2 Using LaTeXML

§2.2 Basic Postprocessing

In the simplest situation, you have a single TeX source document from which you want to generate a single output document. The command

latexmlpost options --destination=doc.html doc

or similarly with --destination=doc.html4, --destination=doc.xhtml, will carry out a set of appropriate transformations in sequence:

  • scanning of labels and ids;

  • filling in the index and bibliography (if needed);

  • cross-referencing;

  • conversion of math;

  • conversion of graphics and picture environments to web format (png);

  • applying an XSLT stylesheet.

The output format affects the defaults for each step, and particularly, the XSLT stylesheet that is used, and is determined by the file extension of --destination, or by the option

--format=(html|html5|html4|xhtml|xml)

which overrides the extension used in the destination. The recognized formats are:

html or html5

math is converted to Presentation MathML, some ‘vector’ style graphics are converted to SVG, other graphics are converted to images; LaTeXML-html5.xslt is used. The file extension html is generates html5

html4

both math and graphics are converted to png images; LaTeXML-html4.xslt is used.

xhtml

math is converted to Presentation MathML, other graphics are converted to images; LaTeXML-xhtml.xslt is used.

xml

no math, graphics or XSLT conversion is carried out.

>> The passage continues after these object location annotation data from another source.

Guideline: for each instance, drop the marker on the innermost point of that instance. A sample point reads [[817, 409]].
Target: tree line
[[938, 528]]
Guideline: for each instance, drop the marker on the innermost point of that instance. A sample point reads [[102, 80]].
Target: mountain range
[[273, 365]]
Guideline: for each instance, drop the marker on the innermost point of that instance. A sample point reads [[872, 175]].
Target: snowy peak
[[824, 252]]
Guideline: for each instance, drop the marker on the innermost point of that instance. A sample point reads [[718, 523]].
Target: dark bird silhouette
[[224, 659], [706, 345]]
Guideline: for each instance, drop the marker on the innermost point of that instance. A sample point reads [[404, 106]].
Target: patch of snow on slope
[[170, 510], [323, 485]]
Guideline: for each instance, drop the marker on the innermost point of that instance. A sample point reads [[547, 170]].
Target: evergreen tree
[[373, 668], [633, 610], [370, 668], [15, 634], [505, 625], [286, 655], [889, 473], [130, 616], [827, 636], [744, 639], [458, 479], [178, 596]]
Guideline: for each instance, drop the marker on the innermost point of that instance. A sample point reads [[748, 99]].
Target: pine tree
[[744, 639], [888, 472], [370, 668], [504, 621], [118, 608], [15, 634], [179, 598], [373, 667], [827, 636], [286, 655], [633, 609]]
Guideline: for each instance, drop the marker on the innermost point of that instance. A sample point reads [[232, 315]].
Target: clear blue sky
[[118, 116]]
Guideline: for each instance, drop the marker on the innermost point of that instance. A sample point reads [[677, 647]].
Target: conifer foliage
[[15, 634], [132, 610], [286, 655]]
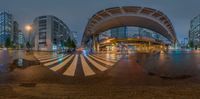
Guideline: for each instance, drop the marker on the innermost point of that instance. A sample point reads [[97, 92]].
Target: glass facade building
[[194, 33], [6, 26], [50, 33], [132, 32]]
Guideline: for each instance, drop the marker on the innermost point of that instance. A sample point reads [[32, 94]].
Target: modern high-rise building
[[15, 32], [20, 38], [119, 32], [6, 27], [194, 32], [50, 33]]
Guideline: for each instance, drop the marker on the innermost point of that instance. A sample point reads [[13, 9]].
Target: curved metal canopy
[[130, 16]]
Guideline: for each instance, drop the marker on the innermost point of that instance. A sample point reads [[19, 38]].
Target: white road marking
[[57, 67], [51, 59], [102, 61], [98, 66], [56, 61], [103, 58], [72, 68], [86, 68]]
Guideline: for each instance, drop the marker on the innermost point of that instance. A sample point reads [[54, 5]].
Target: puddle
[[22, 63]]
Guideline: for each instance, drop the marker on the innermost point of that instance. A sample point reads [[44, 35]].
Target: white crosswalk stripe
[[72, 68], [102, 61], [56, 61], [86, 68], [51, 59], [69, 65], [57, 67], [98, 66], [103, 58]]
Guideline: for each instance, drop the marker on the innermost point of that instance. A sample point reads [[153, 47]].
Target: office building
[[50, 33]]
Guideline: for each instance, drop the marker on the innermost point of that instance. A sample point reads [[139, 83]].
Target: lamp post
[[28, 28]]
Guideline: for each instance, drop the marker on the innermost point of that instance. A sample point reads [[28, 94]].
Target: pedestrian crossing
[[78, 64]]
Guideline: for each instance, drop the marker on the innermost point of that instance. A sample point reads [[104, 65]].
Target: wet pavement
[[140, 76]]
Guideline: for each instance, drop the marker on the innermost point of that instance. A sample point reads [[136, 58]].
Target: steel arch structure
[[129, 16]]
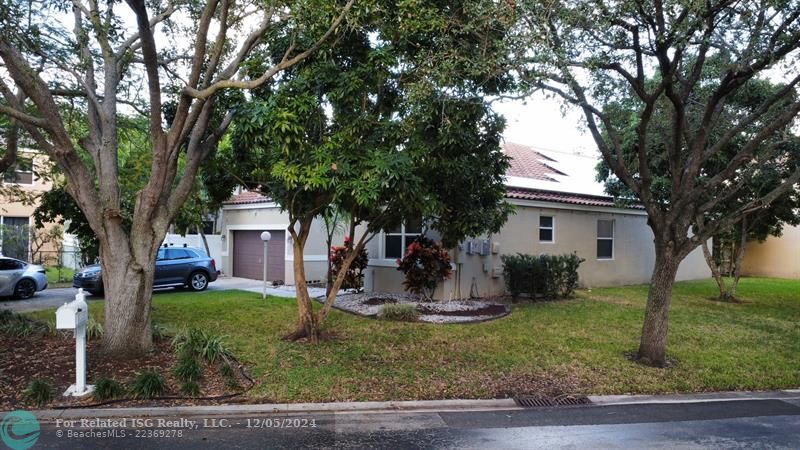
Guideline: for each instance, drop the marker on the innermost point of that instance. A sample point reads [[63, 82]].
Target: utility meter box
[[485, 248], [72, 315]]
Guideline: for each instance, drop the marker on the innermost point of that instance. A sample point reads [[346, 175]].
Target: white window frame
[[612, 238], [404, 241], [17, 171], [552, 229]]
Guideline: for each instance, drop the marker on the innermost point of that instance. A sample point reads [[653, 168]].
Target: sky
[[540, 122]]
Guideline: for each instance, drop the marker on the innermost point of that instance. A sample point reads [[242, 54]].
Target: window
[[10, 264], [605, 239], [546, 229], [396, 240], [208, 227], [15, 236], [21, 173]]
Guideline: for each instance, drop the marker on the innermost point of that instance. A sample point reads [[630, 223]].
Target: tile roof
[[529, 163], [559, 197], [246, 197]]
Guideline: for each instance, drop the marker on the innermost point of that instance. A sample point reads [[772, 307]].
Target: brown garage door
[[248, 254]]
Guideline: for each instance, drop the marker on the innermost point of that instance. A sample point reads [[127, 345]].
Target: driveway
[[52, 298]]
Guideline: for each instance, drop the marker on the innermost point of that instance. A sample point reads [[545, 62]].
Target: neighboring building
[[560, 209], [15, 216], [777, 257]]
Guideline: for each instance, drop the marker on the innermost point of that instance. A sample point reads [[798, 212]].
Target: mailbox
[[72, 315]]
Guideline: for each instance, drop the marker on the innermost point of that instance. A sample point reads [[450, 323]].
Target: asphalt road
[[772, 424], [52, 298]]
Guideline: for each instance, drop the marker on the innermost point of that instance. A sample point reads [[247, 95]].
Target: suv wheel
[[198, 281], [25, 289]]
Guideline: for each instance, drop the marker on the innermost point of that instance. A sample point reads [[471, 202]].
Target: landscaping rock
[[369, 304]]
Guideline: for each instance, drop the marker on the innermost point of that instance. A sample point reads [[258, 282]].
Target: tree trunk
[[737, 269], [715, 272], [128, 292], [328, 280], [337, 284], [653, 344], [307, 326]]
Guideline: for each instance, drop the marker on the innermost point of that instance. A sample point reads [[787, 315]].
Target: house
[[560, 209], [777, 256], [16, 216]]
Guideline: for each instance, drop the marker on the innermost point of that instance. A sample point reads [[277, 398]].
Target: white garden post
[[74, 315], [265, 236]]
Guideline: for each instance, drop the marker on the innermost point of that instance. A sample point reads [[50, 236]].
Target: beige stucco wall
[[11, 208], [575, 231], [777, 257], [8, 207], [270, 217]]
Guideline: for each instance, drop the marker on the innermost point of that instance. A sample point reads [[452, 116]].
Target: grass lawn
[[574, 346]]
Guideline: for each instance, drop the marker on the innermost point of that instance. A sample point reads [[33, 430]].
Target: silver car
[[20, 279]]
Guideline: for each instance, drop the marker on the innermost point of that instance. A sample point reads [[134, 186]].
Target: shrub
[[425, 264], [187, 368], [148, 384], [354, 277], [550, 276], [404, 312], [200, 343], [160, 332], [39, 392], [190, 389], [17, 325], [107, 388]]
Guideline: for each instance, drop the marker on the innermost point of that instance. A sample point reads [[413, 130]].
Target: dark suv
[[175, 267]]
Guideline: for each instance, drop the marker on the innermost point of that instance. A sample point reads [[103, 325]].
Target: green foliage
[[722, 346], [106, 388], [17, 325], [94, 329], [38, 392], [160, 332], [202, 344], [389, 124], [148, 383], [550, 276], [354, 277], [227, 372], [190, 388], [425, 263], [404, 312], [188, 368]]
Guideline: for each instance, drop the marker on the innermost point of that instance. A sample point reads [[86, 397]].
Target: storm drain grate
[[531, 401]]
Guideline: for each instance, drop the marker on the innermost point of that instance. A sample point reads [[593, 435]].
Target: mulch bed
[[52, 357], [369, 304]]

Of course, all of these conversions can be controlled or overridden by explicit options described below. For more details about less common options, see the command documentation latexmlpost, as well as Appendix H.

Scanning

The scanning step collects information about all labels, ids, indexing commands, cross-references and so on, to be used in the following postprocessing stages.

Indexing

An index is built from \index markup, if makeidx’s \printindex command has been used, but this can be disabled by

--noindex

The index entries can be permuted with the option

--permutedindex

Thus \index{term a!term b} also shows up as \index{term b!term a}. This leads to a more complete, but possibly rather silly, index, depending on how the terms have been written.

Bibliography

When a document contains a request for bibliographies, typically due to the \bibliography{..} command, the postprocessor will look for the named bibliographies. It first looks for preconverted bibliographies with the extention .bib.xml, otherwise it will look for .bib and convert it internally (the latter is a somewhat experimental feature).

If you want to override that search, for example using a bibliography with a different name, you can supply that filename using the option

--bibliography=bibfile.bib.xml

Note that the internal bibliography list will then be ignored. The bibliography would have typically been produced by running

latexml --dest=bibfile.bib.xml bibfile.bib

Note that the XML file, bibfile, is not used to directly produce an HTML-formatted bibliography, rather it is used to fill in the \bibliography{..} within a TeX document.

Cross-Referencing

In this stage, the scanned information is used to fill in the text and links of cross-references within the document. The option

--urlstyle=(server|negotiated|file)

can control the format of urls with the document.

server

formats urls appropriate for use from a web server. In particular, trailing index.html are omitted. (default)

negotiated

formats urls appropriate for use by a server that implements content negotiation. File extensions for html and xhtml are omitted. This enables you to set up a server that serves the appropriate format depending on the browser being used.

file

formats urls explicitly, with full filename and extension. This allows the files to be browsed from the local filesystem.

Math Conversion

Specific conversions of the mathematics can be requested using the options

--mathimages                   # converts math to png images,
--presentationmathml or --pmml # creates Presentation MathML
--contentmathml or --cmml      # creates Content MathML
--openmath or --om             # creates OpenMath
--keepXMath                    # preserves LaTeXML's XMath

(Each of these options can also be negated if needed, eg. --nomathimages) It must be pointed out that the Content MathML and OpenMath conversions are currently rather experimental.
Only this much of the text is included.